Any HasseWalk starting with D from ⊥ is impossible.

theorem walkTypeCount_D_cons_bot (rest : List HasseWalks.HStep) (μ : YoungDiagram) : WalkTypeCount.walkTypeCount (HasseWalks.HStep.D :: rest) μ = 0

theorem walkTypeCount_nil_bot : WalkTypeCount.walkTypeCount [] ⊥ = 1

theorem youngDiagramsOfSize_zero : youngDiagramsOfSize 0 = {⊥}

theorem WalkTypeCount.applyStepWord_append (w₁ w₂ : List HasseWalks.HStep) (f : YoungDiagram →₀ ℤ) : applyStepWord (w₁ ++ w₂) f = applyStepWord w₂ (applyStepWord w₁ f)

applyStepWord distributes over list append: processing w₁ ++ w₂ is the same as processing w₁ first, then w₂.

theorem walkTypeCount_dnUn_eq_sum_over_partitions (n : ℕ) : WalkTypeCount.walkTypeCount (dnUn n) ⊥ = ∑ μ ∈ youngDiagramsOfSize n, WalkTypeCount.walkTypeCount (List.replicate n HasseWalks.HStep.U) μ * Nat.card (HasseWalks.HasseWalk (List.replicate n HasseWalks.HStep.D) μ ⊥)

theorem hasseWalkCount_allD_to_bot_eq_numSYT (n : ℕ) (μ : YoungDiagram) (hμ : μ.card = n) : Nat.card (HasseWalks.HasseWalk (List.replicate n HasseWalks.HStep.D) μ ⊥) = HasseWalkFormula.numSYT μ

theorem walkTypeCount_allU_eq_numSYT (n : ℕ) (μ : YoungDiagram) (hμ : μ.card = n) : WalkTypeCount.walkTypeCount (List.replicate n HasseWalks.HStep.U) μ = HasseWalkFormula.numSYT μ

theorem walkTypeCount_dnUn_eq_sum_numSYT_sq (n : ℕ) : WalkTypeCount.walkTypeCount (dnUn n) ⊥ = ∑ μ ∈ youngDiagramsOfSize n, HasseWalkFormula.numSYT μ ^ 2

Corollary 8.4, first equality (Stanley, Algebraic Combinatorics). α(D^n U^n, ∅) = ∑_{λ⊢n} (f^λ)².
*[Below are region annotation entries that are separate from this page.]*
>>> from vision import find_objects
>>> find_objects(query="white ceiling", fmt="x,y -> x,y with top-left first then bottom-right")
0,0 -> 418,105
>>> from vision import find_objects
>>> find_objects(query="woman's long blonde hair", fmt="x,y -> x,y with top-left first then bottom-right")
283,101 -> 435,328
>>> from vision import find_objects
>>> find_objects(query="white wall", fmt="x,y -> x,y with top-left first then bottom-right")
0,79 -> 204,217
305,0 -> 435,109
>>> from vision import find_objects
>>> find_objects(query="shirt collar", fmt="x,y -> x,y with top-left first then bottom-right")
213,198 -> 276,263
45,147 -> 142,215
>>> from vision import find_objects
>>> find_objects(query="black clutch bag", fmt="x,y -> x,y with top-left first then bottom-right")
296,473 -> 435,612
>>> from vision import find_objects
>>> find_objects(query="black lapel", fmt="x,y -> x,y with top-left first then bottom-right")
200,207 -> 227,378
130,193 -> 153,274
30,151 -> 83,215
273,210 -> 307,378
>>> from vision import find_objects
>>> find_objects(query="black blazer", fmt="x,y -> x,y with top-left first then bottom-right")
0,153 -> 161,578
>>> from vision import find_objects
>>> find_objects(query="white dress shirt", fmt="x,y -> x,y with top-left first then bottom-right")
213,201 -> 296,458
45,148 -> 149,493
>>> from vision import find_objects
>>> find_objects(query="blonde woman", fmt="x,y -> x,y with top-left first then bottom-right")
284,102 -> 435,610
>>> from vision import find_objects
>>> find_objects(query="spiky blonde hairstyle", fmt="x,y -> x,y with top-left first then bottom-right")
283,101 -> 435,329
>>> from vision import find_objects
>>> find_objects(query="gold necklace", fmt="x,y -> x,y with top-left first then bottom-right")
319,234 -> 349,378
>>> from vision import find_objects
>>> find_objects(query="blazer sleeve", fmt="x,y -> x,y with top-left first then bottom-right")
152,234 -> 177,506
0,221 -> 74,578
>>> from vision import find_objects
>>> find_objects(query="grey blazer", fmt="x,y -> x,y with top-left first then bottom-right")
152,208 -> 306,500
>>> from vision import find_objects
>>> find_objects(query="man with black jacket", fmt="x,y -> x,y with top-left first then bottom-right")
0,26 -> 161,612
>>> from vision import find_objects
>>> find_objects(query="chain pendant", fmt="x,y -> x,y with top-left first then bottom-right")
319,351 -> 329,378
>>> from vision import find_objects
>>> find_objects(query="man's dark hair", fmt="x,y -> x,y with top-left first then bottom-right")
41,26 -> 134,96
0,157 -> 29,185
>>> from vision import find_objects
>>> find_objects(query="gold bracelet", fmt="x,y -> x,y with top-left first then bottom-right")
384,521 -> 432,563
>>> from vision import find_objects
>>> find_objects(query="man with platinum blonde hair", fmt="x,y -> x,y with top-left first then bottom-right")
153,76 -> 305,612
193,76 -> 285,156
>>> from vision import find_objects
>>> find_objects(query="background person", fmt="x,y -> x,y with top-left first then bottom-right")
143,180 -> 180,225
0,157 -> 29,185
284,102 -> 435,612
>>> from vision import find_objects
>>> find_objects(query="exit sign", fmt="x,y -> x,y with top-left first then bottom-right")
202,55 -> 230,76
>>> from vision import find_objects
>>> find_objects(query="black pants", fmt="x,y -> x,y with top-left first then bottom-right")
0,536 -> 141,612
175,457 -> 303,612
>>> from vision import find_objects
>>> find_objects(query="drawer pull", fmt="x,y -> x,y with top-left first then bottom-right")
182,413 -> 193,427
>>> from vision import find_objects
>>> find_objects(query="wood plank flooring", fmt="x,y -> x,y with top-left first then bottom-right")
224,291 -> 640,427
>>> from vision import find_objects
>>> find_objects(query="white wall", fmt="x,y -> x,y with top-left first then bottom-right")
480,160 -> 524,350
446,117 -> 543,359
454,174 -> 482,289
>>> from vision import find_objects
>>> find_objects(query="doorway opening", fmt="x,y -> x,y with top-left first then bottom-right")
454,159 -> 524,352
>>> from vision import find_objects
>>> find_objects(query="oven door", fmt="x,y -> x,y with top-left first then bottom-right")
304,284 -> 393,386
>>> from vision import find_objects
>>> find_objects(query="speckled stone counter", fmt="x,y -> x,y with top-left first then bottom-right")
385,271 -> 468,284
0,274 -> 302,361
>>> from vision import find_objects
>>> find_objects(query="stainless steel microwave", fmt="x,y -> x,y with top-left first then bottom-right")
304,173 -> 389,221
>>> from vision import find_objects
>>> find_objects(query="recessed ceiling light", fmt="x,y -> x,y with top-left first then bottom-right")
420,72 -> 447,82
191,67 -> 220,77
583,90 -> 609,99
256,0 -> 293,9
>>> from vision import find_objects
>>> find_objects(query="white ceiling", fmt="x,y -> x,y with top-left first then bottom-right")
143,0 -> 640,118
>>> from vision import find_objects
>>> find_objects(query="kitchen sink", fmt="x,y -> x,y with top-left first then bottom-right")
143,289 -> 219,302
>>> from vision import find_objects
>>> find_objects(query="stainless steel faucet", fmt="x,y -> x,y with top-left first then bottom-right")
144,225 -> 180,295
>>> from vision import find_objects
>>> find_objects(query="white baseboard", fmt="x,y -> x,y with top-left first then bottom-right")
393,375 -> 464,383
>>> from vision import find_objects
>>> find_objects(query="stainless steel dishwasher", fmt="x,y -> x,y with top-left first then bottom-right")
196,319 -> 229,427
The book derives this from Theorem 8.3: for the word w = D^n U^n the down-step product ∏_{i ∈ S_w}(b_i - a_i) equals n!, and Theorem 8.3 gives α(w, λ) = f^λ · ∏(b_i - a_i). Summing over all λ ⊢ n and using the fact that α(D^n U^n, ∅) counts all walks that return to ∅, one obtains the identity.
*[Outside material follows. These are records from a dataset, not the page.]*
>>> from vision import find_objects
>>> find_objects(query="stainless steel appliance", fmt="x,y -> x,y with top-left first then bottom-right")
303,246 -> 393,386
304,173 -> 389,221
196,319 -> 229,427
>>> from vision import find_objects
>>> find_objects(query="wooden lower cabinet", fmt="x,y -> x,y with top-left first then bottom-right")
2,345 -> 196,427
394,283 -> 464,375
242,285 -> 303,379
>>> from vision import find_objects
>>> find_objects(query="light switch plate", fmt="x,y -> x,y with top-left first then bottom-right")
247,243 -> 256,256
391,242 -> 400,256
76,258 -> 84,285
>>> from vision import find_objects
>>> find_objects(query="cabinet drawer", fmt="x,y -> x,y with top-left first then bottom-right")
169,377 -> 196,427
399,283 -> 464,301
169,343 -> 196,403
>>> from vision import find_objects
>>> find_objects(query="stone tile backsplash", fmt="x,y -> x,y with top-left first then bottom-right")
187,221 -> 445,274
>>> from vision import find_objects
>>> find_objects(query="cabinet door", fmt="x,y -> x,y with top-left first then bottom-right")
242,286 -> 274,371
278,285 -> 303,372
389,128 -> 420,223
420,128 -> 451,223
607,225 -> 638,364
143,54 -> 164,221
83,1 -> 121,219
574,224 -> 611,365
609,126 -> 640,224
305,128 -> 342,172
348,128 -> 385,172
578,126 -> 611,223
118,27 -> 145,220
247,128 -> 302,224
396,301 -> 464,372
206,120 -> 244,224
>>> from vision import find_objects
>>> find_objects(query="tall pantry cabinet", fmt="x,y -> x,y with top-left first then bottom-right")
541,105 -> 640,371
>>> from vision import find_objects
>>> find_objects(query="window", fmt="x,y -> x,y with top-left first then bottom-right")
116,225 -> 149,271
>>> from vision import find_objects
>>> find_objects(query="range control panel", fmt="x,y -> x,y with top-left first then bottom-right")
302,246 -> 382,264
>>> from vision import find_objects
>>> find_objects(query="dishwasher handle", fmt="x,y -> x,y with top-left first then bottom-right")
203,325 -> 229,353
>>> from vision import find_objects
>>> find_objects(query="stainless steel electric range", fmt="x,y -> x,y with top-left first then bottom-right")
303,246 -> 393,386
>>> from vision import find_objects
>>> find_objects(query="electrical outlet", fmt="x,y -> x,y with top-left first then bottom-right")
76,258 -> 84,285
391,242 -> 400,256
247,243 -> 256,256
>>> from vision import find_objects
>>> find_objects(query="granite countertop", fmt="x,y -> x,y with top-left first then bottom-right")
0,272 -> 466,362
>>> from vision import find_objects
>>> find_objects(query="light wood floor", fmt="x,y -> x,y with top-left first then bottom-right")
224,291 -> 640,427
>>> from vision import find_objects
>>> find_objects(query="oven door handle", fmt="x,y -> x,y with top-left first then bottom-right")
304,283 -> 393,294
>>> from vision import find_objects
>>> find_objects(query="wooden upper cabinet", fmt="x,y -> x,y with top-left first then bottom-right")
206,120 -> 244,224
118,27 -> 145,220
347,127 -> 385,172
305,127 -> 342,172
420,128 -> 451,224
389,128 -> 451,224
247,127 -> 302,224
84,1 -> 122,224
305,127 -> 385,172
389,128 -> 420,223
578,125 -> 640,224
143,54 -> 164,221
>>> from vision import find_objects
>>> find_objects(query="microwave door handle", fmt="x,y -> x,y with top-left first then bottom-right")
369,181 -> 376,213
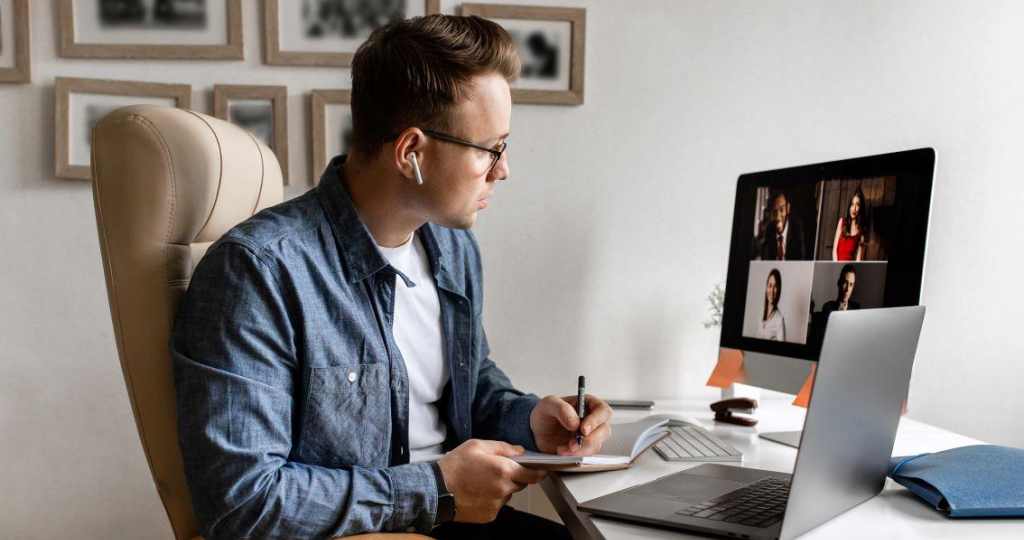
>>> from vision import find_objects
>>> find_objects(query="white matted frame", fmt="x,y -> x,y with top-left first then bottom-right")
57,0 -> 244,60
213,84 -> 288,184
309,90 -> 352,185
263,0 -> 440,68
53,77 -> 191,179
0,0 -> 32,83
460,4 -> 587,105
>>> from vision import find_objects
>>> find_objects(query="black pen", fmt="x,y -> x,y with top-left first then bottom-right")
577,375 -> 587,448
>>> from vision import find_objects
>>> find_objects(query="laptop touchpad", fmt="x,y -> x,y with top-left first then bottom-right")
626,471 -> 750,503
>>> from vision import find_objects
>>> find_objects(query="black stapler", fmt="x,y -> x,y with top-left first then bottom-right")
711,398 -> 758,427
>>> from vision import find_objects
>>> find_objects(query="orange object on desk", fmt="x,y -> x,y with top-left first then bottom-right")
707,347 -> 746,388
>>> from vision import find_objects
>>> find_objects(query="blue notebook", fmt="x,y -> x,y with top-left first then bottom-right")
889,445 -> 1024,517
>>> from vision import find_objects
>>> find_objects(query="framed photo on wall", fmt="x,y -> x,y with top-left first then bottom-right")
0,0 -> 32,83
57,0 -> 243,60
263,0 -> 440,68
213,84 -> 288,183
309,90 -> 352,185
53,77 -> 191,179
461,4 -> 587,105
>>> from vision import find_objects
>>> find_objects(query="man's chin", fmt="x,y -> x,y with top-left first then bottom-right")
437,212 -> 476,230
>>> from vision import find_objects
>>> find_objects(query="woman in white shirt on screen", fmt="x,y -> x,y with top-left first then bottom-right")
761,268 -> 785,341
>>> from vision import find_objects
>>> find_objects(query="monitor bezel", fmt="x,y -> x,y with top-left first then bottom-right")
720,148 -> 935,362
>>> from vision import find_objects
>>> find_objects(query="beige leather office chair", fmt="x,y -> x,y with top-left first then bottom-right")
92,106 -> 426,540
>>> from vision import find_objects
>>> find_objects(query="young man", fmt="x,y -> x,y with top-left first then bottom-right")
761,192 -> 809,260
171,15 -> 610,540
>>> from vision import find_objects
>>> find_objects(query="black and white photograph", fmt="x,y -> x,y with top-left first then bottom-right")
498,19 -> 571,90
99,0 -> 207,29
302,0 -> 407,39
460,4 -> 587,105
57,0 -> 243,59
54,77 -> 191,179
743,260 -> 814,344
263,0 -> 439,67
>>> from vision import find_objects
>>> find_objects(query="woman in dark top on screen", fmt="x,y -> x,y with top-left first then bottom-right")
821,264 -> 860,321
833,188 -> 864,260
759,268 -> 785,341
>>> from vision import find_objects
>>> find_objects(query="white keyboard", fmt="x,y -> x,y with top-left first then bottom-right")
654,425 -> 743,461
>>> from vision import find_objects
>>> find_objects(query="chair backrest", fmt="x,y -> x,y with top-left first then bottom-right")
92,106 -> 283,539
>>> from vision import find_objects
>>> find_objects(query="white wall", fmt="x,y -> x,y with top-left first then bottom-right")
0,0 -> 1024,539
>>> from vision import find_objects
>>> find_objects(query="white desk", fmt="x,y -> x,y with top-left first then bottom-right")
542,399 -> 1024,540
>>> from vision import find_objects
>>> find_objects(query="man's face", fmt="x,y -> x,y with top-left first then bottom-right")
423,74 -> 512,229
765,275 -> 778,305
771,195 -> 790,234
839,272 -> 857,302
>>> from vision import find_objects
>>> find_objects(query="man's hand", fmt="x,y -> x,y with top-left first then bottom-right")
529,393 -> 611,456
437,439 -> 547,524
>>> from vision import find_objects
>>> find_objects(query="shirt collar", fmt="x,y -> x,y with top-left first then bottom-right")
317,156 -> 456,294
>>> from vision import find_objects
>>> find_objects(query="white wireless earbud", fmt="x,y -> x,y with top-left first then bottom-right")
409,154 -> 423,185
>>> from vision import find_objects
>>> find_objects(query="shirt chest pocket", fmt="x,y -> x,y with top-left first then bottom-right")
299,364 -> 391,468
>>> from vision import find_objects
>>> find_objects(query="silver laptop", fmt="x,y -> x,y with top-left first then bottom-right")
580,306 -> 925,538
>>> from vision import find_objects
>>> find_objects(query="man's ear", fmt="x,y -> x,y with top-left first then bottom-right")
392,127 -> 427,183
theorem dnUn_downStepProduct_eq_factorial (n : ℕ) : WalkTypeCount.downStepProduct (dnUn n) = ↑n.factorial

theorem isValidStepWord_dnUn (n : ℕ) : WalkTypeCount.IsValidStepWord (dnUn n) 0

dnUn n is a valid 0-word: it has net displacement 0 and all prefixes have non-negative running level.

theorem walkTypeCount_dnUn_bot_eq_factorial (n : ℕ) : WalkTypeCount.walkTypeCount (dnUn n) ⊥ = n.factorial

theorem sum_numSYT_sq_eq_factorial (n : ℕ) : ∑ μ ∈ youngDiagramsOfSize n, HasseWalkFormula.numSYT μ ^ 2 = n.factorial

Corollary 8.4, second equality (Stanley, Algebraic Combinatorics). ∑_{λ⊢n} (f^λ)² = n!.

The book derives this from Theorem 8.3 applied to the word w = D^n U^n: the down-step positions are S_w = {n, …, 2n−1} with a_i = 2n − 1 − i and b_i = n, so the product ∏{i=1}^{n} (b_i − a_i) = ∏{i=1}^{n} i = n!. Combining with the first equality α(D^n U^n, ∅) = ∑(f^λ)² from walkTypeCount_dnUn_eq_sum_numSYT_sq and the walk count walkTypeCount_dnUn_bot_eq_factorial, the result follows by transitivity.